Aizpute county (Aizputes apriņķis; Kreis Hasenpoth, Газенпотскій уѣздъ) was a historic county of the Courland Governorate and of the Republic of Latvia. Its capital was Aizpute (Hasenpoth).

== History ==
Created as the Chief Captaincy of Aizpute (Oberhauptmannschaft Hasenpoth) in 1819 was from southwestern parts of the Duchy of Courland and Semigallia and District of Pilten after incorporation into the Russian Empire. In 1864, County of Aizpute (Kreis Hasenpoth) became one of the ten counties of the Courland Governorate.

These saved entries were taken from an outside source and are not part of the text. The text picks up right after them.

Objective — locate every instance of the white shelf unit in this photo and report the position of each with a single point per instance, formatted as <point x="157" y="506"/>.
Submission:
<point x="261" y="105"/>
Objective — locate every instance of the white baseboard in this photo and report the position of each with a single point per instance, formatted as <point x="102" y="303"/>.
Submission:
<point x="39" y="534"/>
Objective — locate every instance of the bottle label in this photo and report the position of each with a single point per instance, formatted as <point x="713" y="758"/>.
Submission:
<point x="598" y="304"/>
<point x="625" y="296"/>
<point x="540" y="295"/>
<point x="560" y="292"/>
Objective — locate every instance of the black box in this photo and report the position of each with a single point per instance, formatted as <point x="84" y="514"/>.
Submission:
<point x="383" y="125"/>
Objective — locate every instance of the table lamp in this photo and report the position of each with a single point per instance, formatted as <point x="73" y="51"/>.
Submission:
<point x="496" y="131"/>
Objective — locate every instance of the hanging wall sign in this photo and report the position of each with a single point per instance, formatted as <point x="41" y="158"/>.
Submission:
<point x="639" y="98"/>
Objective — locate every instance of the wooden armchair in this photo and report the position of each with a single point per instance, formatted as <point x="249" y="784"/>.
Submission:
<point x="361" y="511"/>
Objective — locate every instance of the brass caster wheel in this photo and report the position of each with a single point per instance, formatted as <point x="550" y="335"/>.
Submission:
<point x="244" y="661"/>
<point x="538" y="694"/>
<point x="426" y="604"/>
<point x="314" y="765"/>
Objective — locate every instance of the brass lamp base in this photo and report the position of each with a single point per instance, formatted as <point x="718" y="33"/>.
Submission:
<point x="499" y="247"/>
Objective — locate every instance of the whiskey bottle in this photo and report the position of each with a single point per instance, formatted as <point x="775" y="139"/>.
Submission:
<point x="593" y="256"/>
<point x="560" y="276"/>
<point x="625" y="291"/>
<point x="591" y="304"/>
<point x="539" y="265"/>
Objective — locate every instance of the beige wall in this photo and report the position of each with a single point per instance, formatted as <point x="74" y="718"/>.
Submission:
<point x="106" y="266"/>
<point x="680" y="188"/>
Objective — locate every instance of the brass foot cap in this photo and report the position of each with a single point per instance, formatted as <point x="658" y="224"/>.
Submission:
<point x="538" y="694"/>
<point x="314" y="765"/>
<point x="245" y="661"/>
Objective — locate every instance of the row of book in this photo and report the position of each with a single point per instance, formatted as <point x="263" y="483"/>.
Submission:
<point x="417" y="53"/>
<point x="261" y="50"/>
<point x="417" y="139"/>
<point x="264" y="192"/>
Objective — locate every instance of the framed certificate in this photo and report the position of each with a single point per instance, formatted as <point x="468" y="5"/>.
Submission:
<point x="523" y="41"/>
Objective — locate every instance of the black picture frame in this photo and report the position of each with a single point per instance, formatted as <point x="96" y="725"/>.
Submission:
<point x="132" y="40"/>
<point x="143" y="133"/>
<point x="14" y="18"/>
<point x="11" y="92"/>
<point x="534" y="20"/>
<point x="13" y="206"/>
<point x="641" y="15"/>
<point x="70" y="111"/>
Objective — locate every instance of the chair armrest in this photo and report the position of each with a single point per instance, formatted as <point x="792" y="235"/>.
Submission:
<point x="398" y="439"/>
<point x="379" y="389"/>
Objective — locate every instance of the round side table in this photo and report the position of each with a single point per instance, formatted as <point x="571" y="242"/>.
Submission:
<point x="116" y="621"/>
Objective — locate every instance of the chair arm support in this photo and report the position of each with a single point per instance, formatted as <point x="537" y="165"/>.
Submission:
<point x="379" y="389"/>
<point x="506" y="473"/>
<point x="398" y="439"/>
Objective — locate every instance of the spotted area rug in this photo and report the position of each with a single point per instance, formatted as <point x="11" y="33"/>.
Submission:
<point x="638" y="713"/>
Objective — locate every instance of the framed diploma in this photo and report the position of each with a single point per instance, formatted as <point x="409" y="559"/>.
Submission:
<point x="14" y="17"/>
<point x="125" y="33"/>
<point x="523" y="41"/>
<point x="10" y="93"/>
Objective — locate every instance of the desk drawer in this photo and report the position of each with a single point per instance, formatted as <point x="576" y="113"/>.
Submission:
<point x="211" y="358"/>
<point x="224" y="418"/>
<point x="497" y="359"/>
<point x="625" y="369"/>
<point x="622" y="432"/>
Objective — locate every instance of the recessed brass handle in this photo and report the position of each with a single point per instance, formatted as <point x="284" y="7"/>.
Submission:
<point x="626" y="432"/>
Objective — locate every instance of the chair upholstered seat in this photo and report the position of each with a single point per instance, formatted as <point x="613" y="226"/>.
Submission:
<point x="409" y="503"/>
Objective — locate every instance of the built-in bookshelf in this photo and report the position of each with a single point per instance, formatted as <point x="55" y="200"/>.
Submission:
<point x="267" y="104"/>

After establishment of the Republic of Latvia in 1918, the Aizputes apriņķis existed until 1949, when the Council of Ministers of the Latvian SSR split it into the newly created districts (rajons) of Aizpute (dissolved in 1962) and Alsunga (dissolved in 1956).

==Demographics==
At the time of the Russian Empire Census of 1897, Kreis Hasenpoth had a population of 53,209. Of these, 90.4% spoke Latvian, 5.4% German, 2.5% Yiddish, 1.0% Lithuanian, 0.4% Russian, 0.2% Polish and 0.1% Romani as their native language.